By Shelby Young
Charleston Gazette (West Virginia)
Copyright 2007 Charleston Newspapers
CHARLESTON, W. Va. — Fathers and sons seek many ways to create a bond with each other, but most of them find ways that don’t involve flames, smoke, water and danger.
In Putnam County, however, fathers and sons serve in volunteer fire departments together on both sides of the river.
Kevin McCoy, a senior at Buffalo High School, actually joined the Bancroft Volunteer Fire Department first, then eventually talked his father, Tim, into signing up to be a firefighter, too.
“He convinced me that it was a great way to give something back to the community,” Tim McCoy said recently, as he stood outside a flaming building in Hurricane, watching his son prepare to go into his live fire training exercise where an abandoned structure is set on fire to give firefighters more experience in dealing with conditions of dense smoke and extremely high temperatures.
Although Kevin has been a member of Bancroft VFD for some time, until he turned age 18 he was not allowed to join the front line of firefighters who go into burning buildings, the elder McCoy explained.
Earlier in the exercise, the two men worked together assisting other firefighters with donning the heavy protective gear and backpack air supplies needed when firefighters go into areas where there is no breathable air and the heat sometimes exceeds 1,000 degrees Fahrenheit.
Finally it was Kevin’s turn to face the interior inferno.
Tim McCoy stood back a few yards as his son wrapped his arms around the heavy fire hose and the three-man team of which he was a part began their slow, crouching walk through the door where smoke billowed forth.
“It takes a high level of commitment to do what volunteer firemen do,” Tim said, his eyes never leaving the door.
The team inside had almost disappeared into the smoke, staying close together.
“When you go in like that, you find yourself reaching behind you, reaching back to be sure the guy in back of you is still there,” he said quietly.
A few feet away, Teays Valley VFD Fire Chief John Smoot, who was serving as an instructor in the exercise, was leaning deep in discussion with a member of his department, his son, Jonathan Smoot.
Earlier, Jonathan had been on the top of the building, helping cut a hole in the roof while his father watched from the ground.
Jonathan’s brother, Cody, is also a member of the Teays Valley VFD. Both are students at Winfield High School as well as being their family’s third generation of firefighters.
“I’m second generation,” Chief Smoot said. “My dad is chief at Cedar Grove. We have some pretty good conversations now.”
John said the impact of what his sons were doing hit him pretty hard recently during a fire emergency.
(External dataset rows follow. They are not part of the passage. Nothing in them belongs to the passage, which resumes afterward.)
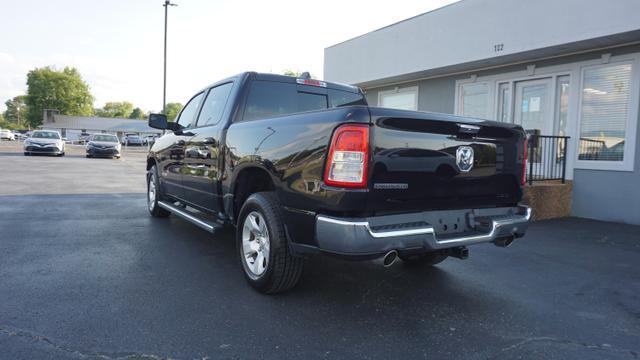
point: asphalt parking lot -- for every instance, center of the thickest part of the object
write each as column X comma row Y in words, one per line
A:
column 85, row 273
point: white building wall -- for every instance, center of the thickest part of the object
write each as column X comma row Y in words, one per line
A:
column 474, row 30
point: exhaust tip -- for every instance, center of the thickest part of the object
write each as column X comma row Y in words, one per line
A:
column 504, row 242
column 390, row 258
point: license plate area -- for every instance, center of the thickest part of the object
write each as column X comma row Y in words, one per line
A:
column 449, row 222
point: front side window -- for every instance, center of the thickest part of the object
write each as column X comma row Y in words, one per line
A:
column 604, row 112
column 214, row 105
column 474, row 100
column 188, row 114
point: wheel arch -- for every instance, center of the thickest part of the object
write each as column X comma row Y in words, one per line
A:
column 248, row 180
column 150, row 162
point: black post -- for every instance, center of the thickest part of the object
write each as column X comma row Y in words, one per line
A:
column 530, row 144
column 166, row 5
column 564, row 158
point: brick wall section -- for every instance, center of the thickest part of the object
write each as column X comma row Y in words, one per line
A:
column 549, row 199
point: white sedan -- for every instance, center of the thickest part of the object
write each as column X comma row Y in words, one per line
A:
column 44, row 142
column 7, row 135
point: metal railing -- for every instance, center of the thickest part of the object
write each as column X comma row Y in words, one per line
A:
column 547, row 158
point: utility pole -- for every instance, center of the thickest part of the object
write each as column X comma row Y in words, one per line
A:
column 166, row 5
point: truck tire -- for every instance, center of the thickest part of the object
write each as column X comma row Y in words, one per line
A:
column 153, row 194
column 426, row 259
column 262, row 245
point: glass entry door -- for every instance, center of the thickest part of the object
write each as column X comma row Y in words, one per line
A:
column 533, row 105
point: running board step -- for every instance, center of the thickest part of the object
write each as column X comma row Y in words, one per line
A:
column 207, row 225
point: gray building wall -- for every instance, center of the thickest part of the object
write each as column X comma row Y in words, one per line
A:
column 606, row 195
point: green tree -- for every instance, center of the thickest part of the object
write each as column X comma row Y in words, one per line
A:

“I had just jumped into the truck and we were headed out when I looked around to see who else had answered the call. I looked back and realized Jonathan was sitting back there behind me.”
There are moments, he said.
There are moments.
Meanwhile, Kevin McCoy is out from his first foray into a burning house, stripping off his breathing mask and trying to cool down. His gear is fire resistant and flame retardant, but neither heatproof nor entirely fireproof. If it got hot enough, it would burn, too.
“It was really dark in there,” he said. “Then the fire started to roll over the top of our heads. Yesterday when we burned the barn, it seemed really close inside.”
“It was like being inside a shoebox,” Kevin said, then changed the subject.
“Spring break’s over tomorrow and I’m still not ready to go back to school. A bunch of us went to New York for a few days and then when I got back, it was time for this fire training. The time went fast.”
After The Big Apple and fighting a couple of fires, he would have plenty to talk about in the hallway at Buffalo High the following day if someone asked him what he did during his break.
Jonathan Smoot is planning to attend college, probably Glenville State University, on an athletic scholarship. He’s been on the varsity football and baseball teams at Winfield.
“Jonathan’s taken an interest in the fire department lately,” his chief, and father, said. “But he has lots of interests.”
Cody, on the other hand, doesn’t plan to follow that path exactly.
“I think I’m going to become a career firefighter,” he said the next day, after he had finished demonstrating some of the TVFD equipment to a group of children visiting the fire station. “Maybe with one of the departments up in Charleston.”